Trends and Opportunities in Partial Discharge Monitoring for Utilities
The power transformer partial discharge monitoring market is evolving at a fast pace with a combination of technological advancements, infrastructure growth, and modernization of utilities. The most important trends and opportunities are:
- AI-Powered Predictive Analytics
Artificial Intelligence and machine learning-based advanced analytics are facilitating more intelligent interpretation of PD data. These platforms assist in predicting faults, optimizing maintenance, and enabling real-time decision making.
- Edge Computing for Real-Time Response
By processing data on-site at the transformer, edge computing minimizes delay and speeds up fault detection, particularly useful for remote or mission – critical assets.
- Integration with IoT and Cloud Platforms
Cloud connected IoT sensors enable real time, remote monitoring of transformer PD activity, minimizing manual inspections and supporting condition- based maintenance.
- Infrastructure and Grid Investment Surge
Global infrastructure development, expected to hit USD 4.6 trillion by 2040 and growth in smart infrastructure (USD 5.1 trillion by 2037), generating high demand for scalable transformer health monitoring systems
- Smart Grid and Metering Growth
Nations such as China, Japan, the U.S and the EU are also spending a lot on smart grids and advanced metering.
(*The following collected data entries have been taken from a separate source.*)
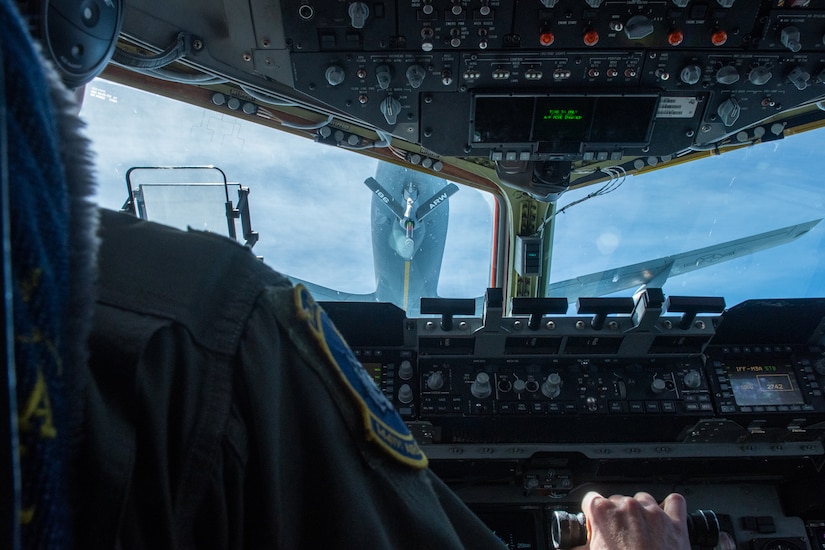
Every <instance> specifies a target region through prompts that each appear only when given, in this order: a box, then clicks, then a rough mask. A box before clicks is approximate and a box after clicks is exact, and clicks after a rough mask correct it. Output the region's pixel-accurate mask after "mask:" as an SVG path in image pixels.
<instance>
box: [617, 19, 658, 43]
mask: <svg viewBox="0 0 825 550" xmlns="http://www.w3.org/2000/svg"><path fill="white" fill-rule="evenodd" d="M624 33H625V34H626V35H627V37H628V38H629V39H630V40H641V39H642V38H644V37H646V36H650V35H651V34H653V22H652V21H651V20H650V19H649V18H648V17H646V16H644V15H634V16H633V17H631V18H630V19H628V20H627V23H626V24H625V26H624Z"/></svg>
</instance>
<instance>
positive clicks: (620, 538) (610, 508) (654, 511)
mask: <svg viewBox="0 0 825 550" xmlns="http://www.w3.org/2000/svg"><path fill="white" fill-rule="evenodd" d="M581 508H582V512H584V515H585V516H586V517H587V524H588V530H589V532H590V537H589V542H588V544H587V546H582V547H579V548H590V550H690V542H689V540H688V530H687V507H686V505H685V499H684V497H682V495H679V494H675V493H674V494H671V495H668V497H667V498H666V499H665V500H664V502H662V504H661V505H660V504H659V503H658V502H656V500H655V499H654V498H653V497H652V496H650V495H649V494H647V493H636V495H635V496H633V497H627V496H621V495H613V496H611V497H610V498H605V497H603V496H601V495H600V494H599V493H596V492H593V491H591V492H589V493H587V494H586V495H584V498H583V499H582V506H581Z"/></svg>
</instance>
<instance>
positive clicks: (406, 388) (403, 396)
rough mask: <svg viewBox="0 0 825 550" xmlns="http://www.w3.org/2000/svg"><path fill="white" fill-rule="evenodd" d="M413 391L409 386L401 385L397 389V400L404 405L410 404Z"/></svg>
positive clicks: (412, 396) (409, 385)
mask: <svg viewBox="0 0 825 550" xmlns="http://www.w3.org/2000/svg"><path fill="white" fill-rule="evenodd" d="M412 398H413V391H412V388H411V387H410V385H409V384H402V385H401V387H400V388H398V400H399V401H400V402H402V403H404V404H405V405H406V404H408V403H411V402H412Z"/></svg>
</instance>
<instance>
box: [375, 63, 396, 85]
mask: <svg viewBox="0 0 825 550" xmlns="http://www.w3.org/2000/svg"><path fill="white" fill-rule="evenodd" d="M375 79H376V80H377V81H378V87H379V88H381V89H382V90H386V89H387V88H389V87H390V83H391V82H392V69H391V68H390V66H389V65H378V66H377V67H376V68H375Z"/></svg>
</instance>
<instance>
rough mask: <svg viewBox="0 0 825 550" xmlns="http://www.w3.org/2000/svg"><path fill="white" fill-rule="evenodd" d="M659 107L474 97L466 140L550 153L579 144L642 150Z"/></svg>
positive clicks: (539, 100) (571, 95)
mask: <svg viewBox="0 0 825 550" xmlns="http://www.w3.org/2000/svg"><path fill="white" fill-rule="evenodd" d="M658 103H659V97H658V96H656V95H636V96H607V95H606V96H585V95H579V96H577V95H559V96H541V97H539V96H518V95H514V96H494V95H490V96H486V95H481V94H479V95H477V96H475V98H474V107H473V118H472V127H471V137H470V140H471V142H472V143H474V144H491V145H506V144H516V143H525V144H526V143H538V144H540V145H541V146H542V147H541V149H542V150H543V151H549V152H552V151H553V150H562V151H570V150H573V151H577V150H578V145H579V144H582V143H599V144H609V145H616V146H626V145H639V146H641V145H645V144H647V143H648V142H649V141H650V134H651V132H652V129H653V119H654V117H655V114H656V108H657V105H658ZM571 145H573V147H572V148H571Z"/></svg>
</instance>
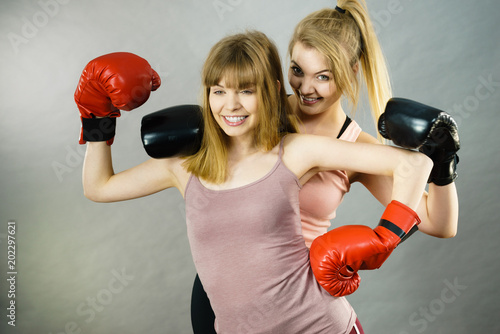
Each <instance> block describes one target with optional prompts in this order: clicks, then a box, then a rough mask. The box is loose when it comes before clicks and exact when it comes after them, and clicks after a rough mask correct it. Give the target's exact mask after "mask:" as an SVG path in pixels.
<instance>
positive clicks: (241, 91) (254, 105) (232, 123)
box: [209, 79, 259, 139]
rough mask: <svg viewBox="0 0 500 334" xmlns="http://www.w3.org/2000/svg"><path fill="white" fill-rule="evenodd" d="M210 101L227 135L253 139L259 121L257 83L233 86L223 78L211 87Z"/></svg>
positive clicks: (217, 122) (217, 123) (228, 135)
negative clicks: (229, 83)
mask: <svg viewBox="0 0 500 334" xmlns="http://www.w3.org/2000/svg"><path fill="white" fill-rule="evenodd" d="M209 103H210V109H211V110H212V115H213V117H214V119H215V121H216V122H217V124H218V125H219V126H220V127H221V129H222V130H223V131H224V132H225V133H226V135H228V136H229V137H248V138H252V139H253V136H254V130H255V128H256V127H257V124H258V121H259V113H258V104H259V103H258V95H257V92H256V87H255V85H250V86H248V87H246V88H233V87H231V86H229V85H227V84H226V80H225V79H222V80H221V81H220V82H219V83H218V84H217V85H215V86H211V87H210V95H209Z"/></svg>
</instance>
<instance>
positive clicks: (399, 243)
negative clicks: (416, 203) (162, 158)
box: [378, 200, 420, 244]
mask: <svg viewBox="0 0 500 334" xmlns="http://www.w3.org/2000/svg"><path fill="white" fill-rule="evenodd" d="M418 224H420V218H419V217H418V215H417V213H416V212H415V211H413V210H412V209H410V208H409V207H408V206H406V205H404V204H403V203H401V202H398V201H395V200H393V201H392V202H391V203H389V205H387V207H386V209H385V211H384V213H383V214H382V217H381V219H380V222H379V224H378V226H382V227H385V228H386V229H388V230H389V231H391V232H392V233H394V234H395V235H396V236H397V237H398V238H399V239H400V240H401V241H400V242H399V243H398V244H400V243H402V242H403V241H405V240H406V239H407V238H408V237H409V236H410V235H412V234H413V233H415V232H416V231H417V230H418Z"/></svg>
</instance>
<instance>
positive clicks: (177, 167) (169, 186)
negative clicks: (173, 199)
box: [150, 158, 190, 194]
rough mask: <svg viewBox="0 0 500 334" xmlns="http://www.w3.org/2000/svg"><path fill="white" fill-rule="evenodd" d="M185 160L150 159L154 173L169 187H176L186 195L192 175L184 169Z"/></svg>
mask: <svg viewBox="0 0 500 334" xmlns="http://www.w3.org/2000/svg"><path fill="white" fill-rule="evenodd" d="M184 162H185V159H184V158H165V159H150V163H151V165H152V166H153V169H154V173H155V174H156V175H158V176H159V180H161V181H162V182H165V184H166V186H167V187H175V188H177V189H179V191H180V192H181V194H184V190H185V189H186V184H187V182H188V180H189V176H190V173H189V172H188V171H187V170H186V168H185V167H184Z"/></svg>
Smart meter investments alone were USD 22 billion in 2022, which is driving grid modernization and wider use of PD monitoring.
- OEMs Partnerships and Integrated Diagnostics
Transformer vendors are now partnering with monitoring technology suppliers to integrate PD diagnostics directly into new transformers, simplifying deployment and reducing retrofit issues.
These trends represent the increasing strategic value of real-time partial discharge monitoring for power transformers, which allows utilities to enhance grid reliability, minimize failure risks, and facilitate long-term digital transformation.
 Strengthen your Grid Reliability for the Future
Power Transformer Partial Discharge Monitoring is no longer optional for ensuring asset reliability, operational safety, and long-term grid resilience. Through adopting real-time partial discharge monitoring for power transformers, utilities can anticipate insulation failure, lower maintenance expenses, and enable grid asset condition monitoring strategies that align with the digital energy transition. Key parameters such as pulse magnitude, pulse repetition rate, discharge inception voltage (DIV), and PD location provide deep insight into insulation health and fault progression.
With this transformation, Rugged Monitoring provides innovative solutions to meet today’s utility needs. From online partial discharge monitoring systems to cloud-ready platforms, Rugged Monitoring offers Intelligent IoT sensors, advanced edge devices, and an Enterprise APM Suite- RM EYE with predictive analytics.
Beyond core monitoring, Rugged Monitoring integrates advanced technologies that elevate utility operations:
- Self-Calibrating Sensors – Reduce human intervention and minimize system drift in real-time conditions.
- Digital Twins – Enable simulation of fault scenarios and optimization of maintenance planning.
- Integrated Real-Time Alerts – Seamlessly connect with CMMS systems for faster, automated response workflows.
As the worldwide demand for power resilience grows, Rugged Monitoring continues to empower grid operators with technologies that enable safer, smarter, and more sustainable energy systems.